Perseus, Andromeda, Pegasus and someone else.

Timeline & Contentious Myths

This document exists alongside Mythological Canon as a supporting framework.

It provides:

  • a loose, emotionally coherent timeline
  • a catalog of contentious, disputed, or deliberately unstable myths

Nothing in this document overrides canon. It explains why some things remain unresolved.


MYTHIC TIME MODEL (AU)

Time is not linear for gods.
Events overlap, echo, and repeat symbolically.
However, for narrative clarity, the following phases are recognized.


I. PRIMORDIAL & PRE‑OLYMPIAN AGE

Key forces: Chaos, Gaia, Nyx, Erebus, Ouranos

  • Reality is formed through proximity and reaction, not intention
  • Nyx predates moral frameworks; her children are concepts before personalities
  • Gaia is fully sentient and reacts physically to cosmic imbalance

Mortals later compress this era into genealogy because they lack language for abstraction.

Contentious:

  • Exact origin of Aphrodite
  • Whether primordial Eros is a being, force, or recurring state

II. TITANIC TRANSITION

Key forces: Titans, Helios, Selene, Eos

  • Titans are not uniformly antagonistic
  • Some (Helios, Eos) persist into later ages without “falling”

Eos

  • Sister to Helios and Selene
  • Not a punishment figure by nature
  • Association with the dawn predates Olympian politics

Contentious:

  • Later myths of Aphrodite punishing Eos are considered post‑Olympian propaganda
  • Any claim of Eos being “placed” in the sky is rejected in‑canon

III. EARLY OLYMPIAN CONSOLIDATION

Key forces: Zeus, Hera, Poseidon, Demeter, Hestia

  • Olympian rule is about control, not harmony
  • Divine creation replaces biological birth

Hephaistos

  • Created early
  • Rejected and erased socially, not cosmically

Ares

  • Created later
  • His aggression reflects instability in Olympian power, not personal failure

IV. SECOND‑GENERATION OLYMPIANS

Key forces: Athena, Artemis, Apollo, Hermes, Dionysos

  • Gods mature unevenly
  • Mentorship replaces hierarchy

Hermes & Crocus

  • Crocus was an athlete under Hermes’ guidance
  • Death occurred through accident during training/play
  • Transformation into a crocus is an act of guilt, not romance

Contentious:

  • Whether Hermes caused the accident directly is unresolved

V. HEROIC AGE

Key figures: Achilles, Odysseus, Theseus, Heracles

  • Gods interact more directly with mortals
  • Moral lines blur

Adonis

  • Loved by Aphrodite
  • Killed by Ares in boar form
  • Ares does not seek forgiveness

Achilles

  • Remembered as both hero and perpetrator
  • Mortal glorification obscures harm

Romanticization of violence is treated as a mortal failure, not divine endorsement.
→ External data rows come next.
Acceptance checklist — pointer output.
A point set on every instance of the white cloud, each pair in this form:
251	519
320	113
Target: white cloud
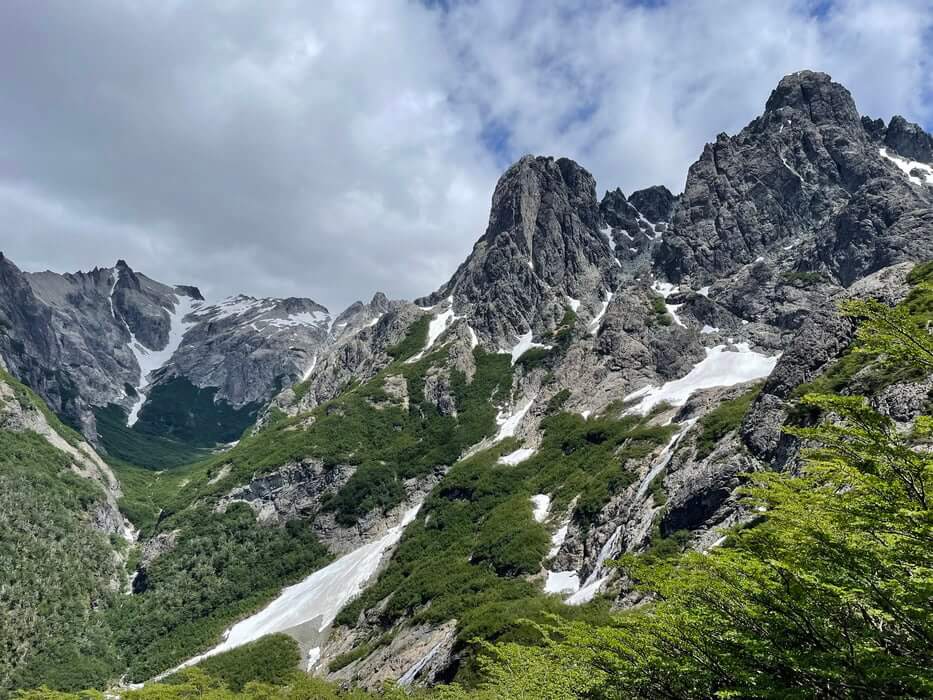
334	148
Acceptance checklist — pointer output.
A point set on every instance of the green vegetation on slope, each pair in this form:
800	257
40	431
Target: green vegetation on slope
271	660
722	420
196	684
130	446
362	427
827	595
192	416
54	569
464	557
177	425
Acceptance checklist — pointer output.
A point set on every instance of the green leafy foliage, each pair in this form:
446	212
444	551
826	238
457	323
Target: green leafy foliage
385	442
465	555
271	660
194	684
193	416
235	566
54	569
128	445
659	307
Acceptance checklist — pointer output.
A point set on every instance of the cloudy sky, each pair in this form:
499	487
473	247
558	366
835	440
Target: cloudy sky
334	148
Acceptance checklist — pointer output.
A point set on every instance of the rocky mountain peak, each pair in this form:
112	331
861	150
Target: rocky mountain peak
542	246
656	203
536	181
909	140
803	187
813	96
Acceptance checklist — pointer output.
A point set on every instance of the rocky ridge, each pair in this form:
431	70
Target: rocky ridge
800	207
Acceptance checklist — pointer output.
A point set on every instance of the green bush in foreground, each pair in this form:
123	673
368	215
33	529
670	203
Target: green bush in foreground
828	596
270	660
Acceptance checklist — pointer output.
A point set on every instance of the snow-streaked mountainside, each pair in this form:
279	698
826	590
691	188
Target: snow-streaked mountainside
593	380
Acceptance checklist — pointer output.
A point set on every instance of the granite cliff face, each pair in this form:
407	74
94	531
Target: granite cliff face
805	183
667	306
114	337
649	310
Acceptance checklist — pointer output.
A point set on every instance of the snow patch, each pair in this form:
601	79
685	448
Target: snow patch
672	309
663	459
908	166
508	423
409	676
150	360
436	327
665	289
474	341
313	657
319	597
594	324
307	373
524	344
517	457
607	232
557	539
722	367
562	582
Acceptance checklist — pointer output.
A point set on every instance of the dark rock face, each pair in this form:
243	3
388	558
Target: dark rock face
77	339
656	203
909	140
542	245
805	176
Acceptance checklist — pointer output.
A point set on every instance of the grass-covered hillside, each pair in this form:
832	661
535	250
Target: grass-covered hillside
57	570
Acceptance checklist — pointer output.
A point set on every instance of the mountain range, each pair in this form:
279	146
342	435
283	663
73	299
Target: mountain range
594	379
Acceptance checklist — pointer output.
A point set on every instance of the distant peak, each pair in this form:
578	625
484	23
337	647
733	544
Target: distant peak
189	291
815	96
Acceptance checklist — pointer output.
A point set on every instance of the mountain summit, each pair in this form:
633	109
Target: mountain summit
598	378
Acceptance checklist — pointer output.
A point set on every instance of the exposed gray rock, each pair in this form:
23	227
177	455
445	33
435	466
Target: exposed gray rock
542	246
293	491
805	175
905	401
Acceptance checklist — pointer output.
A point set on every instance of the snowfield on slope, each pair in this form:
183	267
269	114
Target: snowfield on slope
722	367
318	597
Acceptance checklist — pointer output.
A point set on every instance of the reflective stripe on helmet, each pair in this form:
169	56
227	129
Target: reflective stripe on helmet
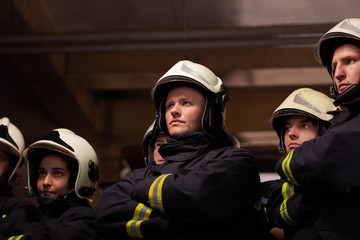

VI. THE TROJAN WAR (FRACTURE EVENT)

  • Central traumatic event for the divine family
  • Alliances harden into grudges
  • Mortals experience a war; gods experience a schism

Aftermath:

  • Many divine relationships never recover
  • Arguments centuries later still trace back to Troy

VII. POST‑TROY & MODERN ECHOES

  • Gods withdraw unevenly
  • Memory becomes selective
  • Shame and avoidance replace direct rule

Dionysos & Ariadne

  • Dionysos seeks Ariadne deliberately
  • Offers escape, not conquest
  • Wine is a tool of intimacy and persuasion, not coercion

CONTENTIOUS MYTHS INDEX

The following exist in‑universe as disputed or reframed stories:

  • Athena emerging fully armored
  • Eos being punished by Aphrodite
  • Apollo’s complete innocence in Orion’s death
  • Zeus as a neutral ruler
  • Divine consent as mortals record it

These myths persist because mortals prefer simplicity.


FINAL META NOTE

Where mythology is cruel, this AU asks why.
Where mythology is contradictory, this AU asks who benefits.

Silence, omission, and shame are treated as narrative facts.

This document may expand as disputes arise.